What the investigators found was that levels of MSH2 had a very similar pattern of significance to ERCC1. Namely, patients with low MSH2 levels had markedly better survival with adjuvant chemotherapy, 16 months longer on average than the group not receiving chemotherapy. Those with high levels seemed to get no benefit, and in fact had a median survival 9 months shorter than those who did not get chemo, although this was not statistically significant.
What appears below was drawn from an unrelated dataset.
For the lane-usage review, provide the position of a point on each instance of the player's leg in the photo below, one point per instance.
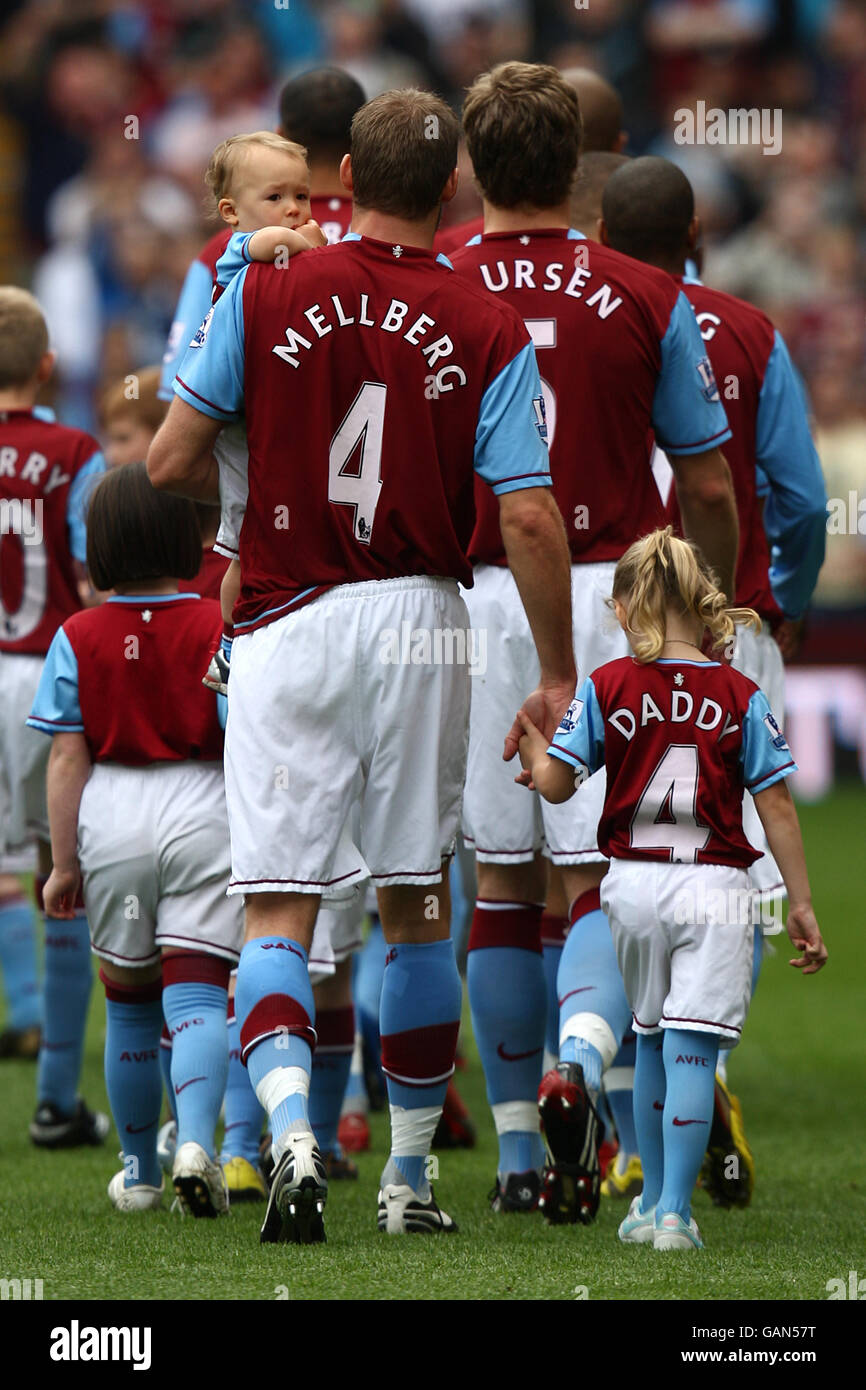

The most interesting part of this was when they looked at both ERCC1 and MSH2 in the same patients, which they were able to do in 658 patients. What they found was essentially that both ERCC1 and MSH2 had to be low in order for there to be a benefit from adjuvant chemotherapy, and if both were low the median survival was 21 months longer in the chemotherapy-treated group. Patients with low ERCC1 or low MSH2 but high levels of the other enzyme (or if both were high) seemed to get no survival benefit from platinum chemotherapy!
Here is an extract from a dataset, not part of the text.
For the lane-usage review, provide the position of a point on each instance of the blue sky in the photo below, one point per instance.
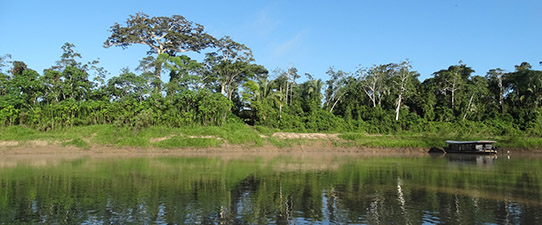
(310, 35)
So should we be doing this now? This study would suggest that perhaps a third of the patients getting adjuvant chemotherapy currently actually get a significant benefit from it, and we may be able to tell who they are ahead of time. This probably isn’t quite ready for prime time (OK, I know I use that expression a lot: is anyone else getting sick of it yet?).
For one thing, this is only one study that has yet to be replicated by anyone else. Also, what are the alternatives to platinum chemotherapy for the patients with high levels of these enzymes? Should they get chemotherapy without platinum, such as gemcitabine and Taxotere? And where is the best cutoff of levels of these proteins? The authors used an arbitrary cutoff for saying tumors were “low” or “high” expressing, but can we truly say that there is no benefit to any of the patients on the borderline?
So the question REAL question is this: will this now prove to be enough evidence to stimulate some prospective trials using these markers? I know that trials looking at ERCC1 were planned, but have no idea where they are in development. This study would suggest that they should probably be amended to look at MSH2 also. Personalized medicine is not always about sexy new markers like EGFR and ALK. Sometimes it is about finding the right way to use what you already have!